For most insurers, business planning wrapped up a few weeks ago, and chief risk officers (CROs) may or may not have shared their insights depending on their level of influence.
However, what can a CRO do after the decisions have been made and plans set? Willis Towers Watson says, plenty.
The brokerage and risk giant is advising CROs to review their current risk management plan and assess whether changes need to be made, including revisiting prior decisions on which risks to prioritize in the enterprise risk management (ERM) program.
Essentially, the CRO should ask, “Does the ERM program appropriately reflect the business as it is now and will be going forward?” it said.

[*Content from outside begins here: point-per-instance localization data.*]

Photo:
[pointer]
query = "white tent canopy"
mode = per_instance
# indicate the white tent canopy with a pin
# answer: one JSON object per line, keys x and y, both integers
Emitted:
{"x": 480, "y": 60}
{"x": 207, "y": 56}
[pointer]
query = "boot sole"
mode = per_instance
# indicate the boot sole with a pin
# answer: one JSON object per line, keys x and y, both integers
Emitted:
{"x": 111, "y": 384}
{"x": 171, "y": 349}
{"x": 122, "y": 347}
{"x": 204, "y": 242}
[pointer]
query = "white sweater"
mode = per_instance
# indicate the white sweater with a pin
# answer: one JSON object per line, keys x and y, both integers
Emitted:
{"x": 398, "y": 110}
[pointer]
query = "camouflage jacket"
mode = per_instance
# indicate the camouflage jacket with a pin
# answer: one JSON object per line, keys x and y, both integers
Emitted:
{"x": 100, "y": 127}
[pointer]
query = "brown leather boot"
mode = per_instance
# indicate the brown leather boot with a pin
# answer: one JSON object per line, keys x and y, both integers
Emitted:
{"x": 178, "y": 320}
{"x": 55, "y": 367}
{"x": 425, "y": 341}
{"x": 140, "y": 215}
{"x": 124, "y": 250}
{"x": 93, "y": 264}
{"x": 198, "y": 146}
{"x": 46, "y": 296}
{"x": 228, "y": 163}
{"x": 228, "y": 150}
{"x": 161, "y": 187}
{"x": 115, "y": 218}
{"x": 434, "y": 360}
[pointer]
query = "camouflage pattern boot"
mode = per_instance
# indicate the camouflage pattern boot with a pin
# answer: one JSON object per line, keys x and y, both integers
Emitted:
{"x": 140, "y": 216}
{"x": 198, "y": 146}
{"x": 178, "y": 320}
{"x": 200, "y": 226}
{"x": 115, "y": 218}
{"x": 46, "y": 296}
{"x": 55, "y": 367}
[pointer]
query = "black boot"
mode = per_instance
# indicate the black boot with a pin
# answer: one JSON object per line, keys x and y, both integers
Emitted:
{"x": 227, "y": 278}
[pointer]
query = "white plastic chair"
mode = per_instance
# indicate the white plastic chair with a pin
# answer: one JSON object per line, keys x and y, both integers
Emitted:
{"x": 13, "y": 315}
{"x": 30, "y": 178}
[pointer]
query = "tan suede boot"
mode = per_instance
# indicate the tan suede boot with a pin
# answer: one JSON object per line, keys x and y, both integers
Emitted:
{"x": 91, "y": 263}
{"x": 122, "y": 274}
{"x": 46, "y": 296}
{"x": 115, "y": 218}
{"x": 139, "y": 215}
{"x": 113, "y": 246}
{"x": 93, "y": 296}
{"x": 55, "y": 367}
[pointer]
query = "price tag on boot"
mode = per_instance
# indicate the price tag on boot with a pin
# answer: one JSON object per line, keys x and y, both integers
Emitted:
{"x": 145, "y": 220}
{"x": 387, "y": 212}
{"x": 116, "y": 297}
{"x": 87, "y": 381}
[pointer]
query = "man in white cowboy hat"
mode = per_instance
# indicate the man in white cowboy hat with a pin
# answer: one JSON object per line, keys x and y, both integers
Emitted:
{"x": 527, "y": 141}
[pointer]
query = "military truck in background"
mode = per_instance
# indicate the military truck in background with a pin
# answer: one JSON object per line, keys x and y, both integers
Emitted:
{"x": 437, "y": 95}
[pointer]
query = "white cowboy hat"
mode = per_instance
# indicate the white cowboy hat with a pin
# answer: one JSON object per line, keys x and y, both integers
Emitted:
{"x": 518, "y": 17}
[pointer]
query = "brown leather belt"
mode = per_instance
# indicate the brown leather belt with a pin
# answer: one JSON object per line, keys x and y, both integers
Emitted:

As the business plan unfolds, Willis Towers Watson outlined eight factors for CROs to consider:
1. Board visibility: After planning, reassess the (risk) tiers so the board is notified of the most important. Stay vigilant as risk preferences may also have changed;
2. Key risk indicators (KRIs), risk measures and risk reports: Ensure KRIs follow the risks that are fundamental to delivering the strategic objectives and shorter-term business plan, which, by implication, incorporate critical solvency and regulatory requirements;
3. Risk mitigation approaches: Changes in the plan could mean that risks will need to be treated differently and different analysis is needed. For example, there may be new products with different exposures or investment decisions changing asset allocations;
4. Review of risk targets, limits and checkpoints: Incorporating targets into the ERM process, settle the limit to provide the level of acceptable deviation from the plan and place checkpoints in between the target and the limit to flag potential issues;
5. Updating of model assumptions: Consider the impact of planning decisions by understanding why the future will be different as well as the potential level of variation and impact examined via stress and scenario testing;
6. Updating model output reports: Watch what the sales reports do: do they favor consistency or relevance; do they target the audience and facilitate better board understanding;
7. Capital allocations: Spend some time considering whether the expected changes to the firm might invalidate some explicit or implicit assumption of the allocation process that’s been used, including diversification. The strategic reaction may be to recommend modification to allocations or to provide additional information about the impact of the existing allocation scheme on reporting of results under the chosen course of action;
8. Projections of future profits and return for risk: With the above changes, you can tentatively develop updates to prior calculations of projected returns on risk-taking. This can also be a helpful way of positioning the CRO to play a more active role in the next planning round.